I’d find out, and set up your non-qualified with the same company. Or if you’re not happy with that company, I’d look for other options (sounds like you like Vanguard, which is perfectly fine). I’m sure there’ll be plenty of posters who will come in and give specific mutual fund suggestions once you do.
I’ve been happy with Vanguard. I have my Roth IRA there, and additional after-tax accounts. (My 401 is through my employer).
You’ve probably heard this before, but stick to index funds, as opposed to actively managed. And compare the management fees, even among the index funds.
For long-term investing, I like Vanguard’s VTSAX, a very broad-access stock fund. Its management fees are 0.04% per year, which is quite low. (There are additional charges, but you can avoid those by having sufficient money invested with Vanguard and in the specific fund, as detailed here).
One option is the target date funds at Vanguard. There are funds tailored for someone five years, ten years, fifteen years, etc from retirement and the mix of investments is tailored that time period. As the target date approaches, the mix changes to reduce risk.
BTW, you may want to move the Roth IRA to Vanguard so you can manage all of the funds under your control (which the 401(k) is not) in one place.

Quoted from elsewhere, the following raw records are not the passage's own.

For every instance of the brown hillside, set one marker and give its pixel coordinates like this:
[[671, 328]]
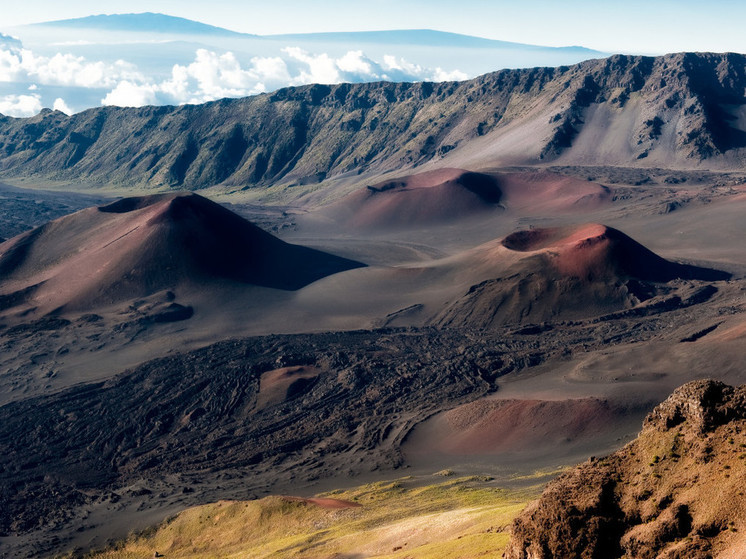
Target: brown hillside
[[674, 492], [674, 110], [138, 246], [569, 273], [426, 198]]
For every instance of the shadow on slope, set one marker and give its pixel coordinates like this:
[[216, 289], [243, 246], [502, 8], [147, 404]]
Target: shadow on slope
[[138, 246], [576, 273]]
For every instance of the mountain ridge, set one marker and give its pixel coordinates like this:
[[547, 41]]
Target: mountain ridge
[[141, 22], [680, 110]]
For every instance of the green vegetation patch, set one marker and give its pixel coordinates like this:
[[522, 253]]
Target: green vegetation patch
[[464, 517]]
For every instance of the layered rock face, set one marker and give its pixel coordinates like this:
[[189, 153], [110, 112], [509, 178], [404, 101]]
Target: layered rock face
[[675, 110]]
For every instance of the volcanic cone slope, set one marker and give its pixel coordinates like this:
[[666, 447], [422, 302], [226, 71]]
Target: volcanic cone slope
[[568, 273], [138, 246]]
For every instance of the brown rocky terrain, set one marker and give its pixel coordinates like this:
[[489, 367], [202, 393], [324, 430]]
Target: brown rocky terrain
[[161, 352], [136, 247], [675, 491], [676, 110], [574, 272]]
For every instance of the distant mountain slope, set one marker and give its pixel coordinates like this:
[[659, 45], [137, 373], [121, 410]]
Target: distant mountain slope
[[147, 22], [424, 37], [684, 110]]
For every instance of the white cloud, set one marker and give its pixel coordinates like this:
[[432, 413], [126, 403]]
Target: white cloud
[[441, 75], [18, 64], [20, 105], [128, 94], [319, 68], [60, 105], [211, 75]]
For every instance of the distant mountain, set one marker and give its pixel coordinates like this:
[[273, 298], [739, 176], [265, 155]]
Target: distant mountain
[[677, 109], [422, 37], [144, 23]]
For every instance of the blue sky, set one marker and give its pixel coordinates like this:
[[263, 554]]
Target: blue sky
[[635, 26]]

One source of information is the Bogleheads wiki (named for John Bogle, the founder of Vanguard and inventor of index funds). In particular, you may find the idea of the three-fund portfolio interesting. Note that these people are really big on index fund investing and down on investing in individual stocks.
I was going to mention the three fund portfolio, also. I think all Vanguard funds are low cost, but make sure that whatever you pick is really low cost. I also have never had a bond fund as part of my portfolio, just a mix of US total market (or just S&P 500) and some foreign funds. In your 40s, you can probably get away with a smaller percent of your mix in bonds.
I’m remembering something about Vanguard mutual funds, but it has been awhile and my memory may not be accurate (also, they may have changed the rules). They charge a yearly fee of $20 for each mutual fund of theirs in which you hold less than $10,000.
That said, I hold a couple of Vanguard funds in my Schwab account, neither of which falls below the level where I’d have to pay a fee. I’m very happy with them - VWINX and VTWNX.
Googling, Vanguard will waive the fee if you agree to electronic delivery of the paperwork, or have at least $50,000 in assets. That’s perhaps a reason the OP should move their Roth IRA to Vanguard.
I am suspicious of this - what is their business model here? Are they relying on making money entirely from stock lending? Trying to sell you other products? In investing, nothing is truly free.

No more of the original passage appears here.